- New build
A new passive house on Galway Bay beautifully blends vernacular design with touches of Arts & Crafts while still appearing thoroughly contemporary, but under its neat exterior is the thinking of an architectural practice striving to reduce the environmental impact of its buildings, inspired by the Architects Declare pledge.
Building: 246 m2 detached passive house
Build method: Cavity wall
Site & location: Barna village, Co Galway
Standard: Passive house classic certified, A1 & NZEB
ENERGY BILLS €18 PER MONTH FOR SPACE HEATING & COOLING ONLY
(Estimated, see ‘In detail’ for more)
With clients influenced by the Arts & Crafts movement and a demand to meet passive house standards, a new dwelling in the village of Barna, just west of Galway city, combines the contemporary with a west of Ireland vernacular.
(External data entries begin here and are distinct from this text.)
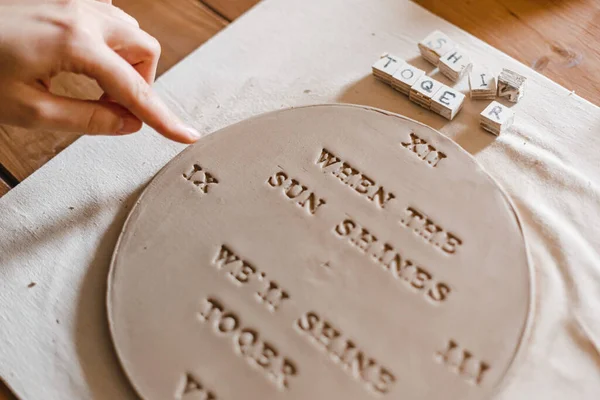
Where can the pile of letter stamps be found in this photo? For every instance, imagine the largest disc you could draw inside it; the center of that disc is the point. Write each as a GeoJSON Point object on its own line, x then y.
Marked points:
{"type": "Point", "coordinates": [454, 63]}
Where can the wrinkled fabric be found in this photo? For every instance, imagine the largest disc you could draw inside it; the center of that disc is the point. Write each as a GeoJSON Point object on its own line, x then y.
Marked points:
{"type": "Point", "coordinates": [54, 335]}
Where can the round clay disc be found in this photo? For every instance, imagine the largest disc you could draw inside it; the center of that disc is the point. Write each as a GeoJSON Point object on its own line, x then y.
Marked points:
{"type": "Point", "coordinates": [320, 252]}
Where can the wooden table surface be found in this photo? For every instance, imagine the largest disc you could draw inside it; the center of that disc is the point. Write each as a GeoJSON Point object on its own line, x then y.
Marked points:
{"type": "Point", "coordinates": [559, 38]}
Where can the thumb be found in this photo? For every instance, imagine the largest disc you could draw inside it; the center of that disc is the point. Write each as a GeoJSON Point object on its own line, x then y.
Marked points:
{"type": "Point", "coordinates": [83, 116]}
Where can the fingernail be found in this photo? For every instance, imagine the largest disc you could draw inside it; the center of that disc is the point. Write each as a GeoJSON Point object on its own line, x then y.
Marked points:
{"type": "Point", "coordinates": [194, 134]}
{"type": "Point", "coordinates": [129, 125]}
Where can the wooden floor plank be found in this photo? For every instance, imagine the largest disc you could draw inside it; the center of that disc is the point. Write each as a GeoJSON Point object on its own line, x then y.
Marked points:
{"type": "Point", "coordinates": [230, 9]}
{"type": "Point", "coordinates": [560, 39]}
{"type": "Point", "coordinates": [179, 25]}
{"type": "Point", "coordinates": [4, 188]}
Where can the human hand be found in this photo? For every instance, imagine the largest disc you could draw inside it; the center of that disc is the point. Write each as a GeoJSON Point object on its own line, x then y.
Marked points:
{"type": "Point", "coordinates": [40, 38]}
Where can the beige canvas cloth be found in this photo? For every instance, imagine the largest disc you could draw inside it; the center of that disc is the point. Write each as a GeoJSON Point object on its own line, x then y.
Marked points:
{"type": "Point", "coordinates": [59, 227]}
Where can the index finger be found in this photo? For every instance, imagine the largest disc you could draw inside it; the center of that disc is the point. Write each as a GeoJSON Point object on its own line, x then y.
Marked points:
{"type": "Point", "coordinates": [123, 84]}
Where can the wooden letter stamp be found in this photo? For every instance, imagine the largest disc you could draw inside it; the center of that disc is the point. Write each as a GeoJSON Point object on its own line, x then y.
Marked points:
{"type": "Point", "coordinates": [435, 45]}
{"type": "Point", "coordinates": [423, 90]}
{"type": "Point", "coordinates": [447, 102]}
{"type": "Point", "coordinates": [496, 118]}
{"type": "Point", "coordinates": [511, 85]}
{"type": "Point", "coordinates": [454, 64]}
{"type": "Point", "coordinates": [384, 68]}
{"type": "Point", "coordinates": [405, 77]}
{"type": "Point", "coordinates": [482, 83]}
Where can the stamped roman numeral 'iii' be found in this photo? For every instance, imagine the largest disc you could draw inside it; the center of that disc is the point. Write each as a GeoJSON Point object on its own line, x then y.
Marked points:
{"type": "Point", "coordinates": [423, 150]}
{"type": "Point", "coordinates": [463, 363]}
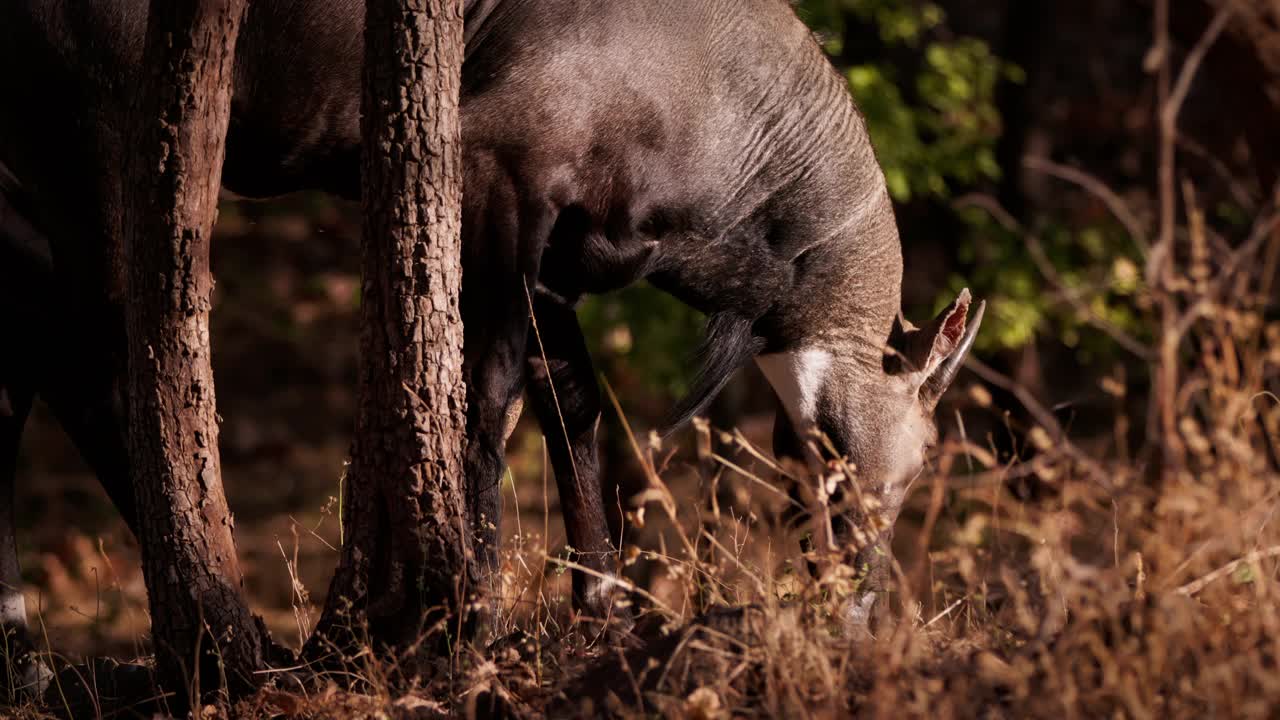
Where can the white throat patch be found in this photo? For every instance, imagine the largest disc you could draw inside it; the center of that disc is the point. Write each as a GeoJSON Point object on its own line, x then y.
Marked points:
{"type": "Point", "coordinates": [796, 377]}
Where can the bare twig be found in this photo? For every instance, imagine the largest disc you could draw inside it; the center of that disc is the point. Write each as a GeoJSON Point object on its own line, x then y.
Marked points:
{"type": "Point", "coordinates": [1201, 583]}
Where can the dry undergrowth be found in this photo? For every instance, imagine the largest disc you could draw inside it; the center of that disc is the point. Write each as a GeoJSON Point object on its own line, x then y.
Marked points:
{"type": "Point", "coordinates": [1138, 580]}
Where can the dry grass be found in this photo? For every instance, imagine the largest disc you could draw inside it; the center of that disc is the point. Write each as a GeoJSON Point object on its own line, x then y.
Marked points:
{"type": "Point", "coordinates": [1139, 580]}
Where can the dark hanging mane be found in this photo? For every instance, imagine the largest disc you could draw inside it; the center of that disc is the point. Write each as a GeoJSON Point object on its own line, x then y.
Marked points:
{"type": "Point", "coordinates": [728, 345]}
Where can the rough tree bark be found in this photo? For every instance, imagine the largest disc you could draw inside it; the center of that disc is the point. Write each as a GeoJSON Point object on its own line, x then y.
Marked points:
{"type": "Point", "coordinates": [201, 624]}
{"type": "Point", "coordinates": [406, 557]}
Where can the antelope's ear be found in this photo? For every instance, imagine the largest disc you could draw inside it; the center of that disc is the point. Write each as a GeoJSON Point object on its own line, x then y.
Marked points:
{"type": "Point", "coordinates": [940, 338]}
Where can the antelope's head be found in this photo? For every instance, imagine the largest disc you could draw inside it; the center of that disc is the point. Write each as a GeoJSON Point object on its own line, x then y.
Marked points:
{"type": "Point", "coordinates": [878, 417]}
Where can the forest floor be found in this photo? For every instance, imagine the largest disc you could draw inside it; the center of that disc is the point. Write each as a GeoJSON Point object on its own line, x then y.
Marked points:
{"type": "Point", "coordinates": [1082, 593]}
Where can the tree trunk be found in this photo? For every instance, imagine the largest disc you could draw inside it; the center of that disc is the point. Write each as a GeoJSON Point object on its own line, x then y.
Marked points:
{"type": "Point", "coordinates": [204, 633]}
{"type": "Point", "coordinates": [406, 557]}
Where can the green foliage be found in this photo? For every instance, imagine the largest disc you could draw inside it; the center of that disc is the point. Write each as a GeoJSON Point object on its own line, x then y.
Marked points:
{"type": "Point", "coordinates": [931, 130]}
{"type": "Point", "coordinates": [1095, 265]}
{"type": "Point", "coordinates": [644, 331]}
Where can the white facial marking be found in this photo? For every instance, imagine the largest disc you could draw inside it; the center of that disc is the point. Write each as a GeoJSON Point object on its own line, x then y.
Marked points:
{"type": "Point", "coordinates": [796, 377]}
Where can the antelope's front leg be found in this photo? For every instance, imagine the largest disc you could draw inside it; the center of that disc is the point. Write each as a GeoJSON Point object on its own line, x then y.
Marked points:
{"type": "Point", "coordinates": [565, 395]}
Designed by Helena McElmeel Architects, Carraig Breac (meaning ‘speckled stone’) was motivated both by the clients’ desire to have a home that crossed the boundary from modern to finely-detailed traditional while making no compromises on energy effciency.
A detached, two-storey house, completed in November 2019, the roughly L-shaped dwelling addresses the road with a strong angular facade. The north-facing elevation here means the relative absence of glazing on the front acts as much as a sound barrier as an energy-conservation measure.
‘It’s quite a busy road so the front elevation has to be sensitive to that, acting almost as a buffer,” says principal architect Helena McElmeel, who is also a certified passive house designer. However, as a result, the building’s real focus is to the sides with large windows on other elevations flooding the beautifully detailed interior with light.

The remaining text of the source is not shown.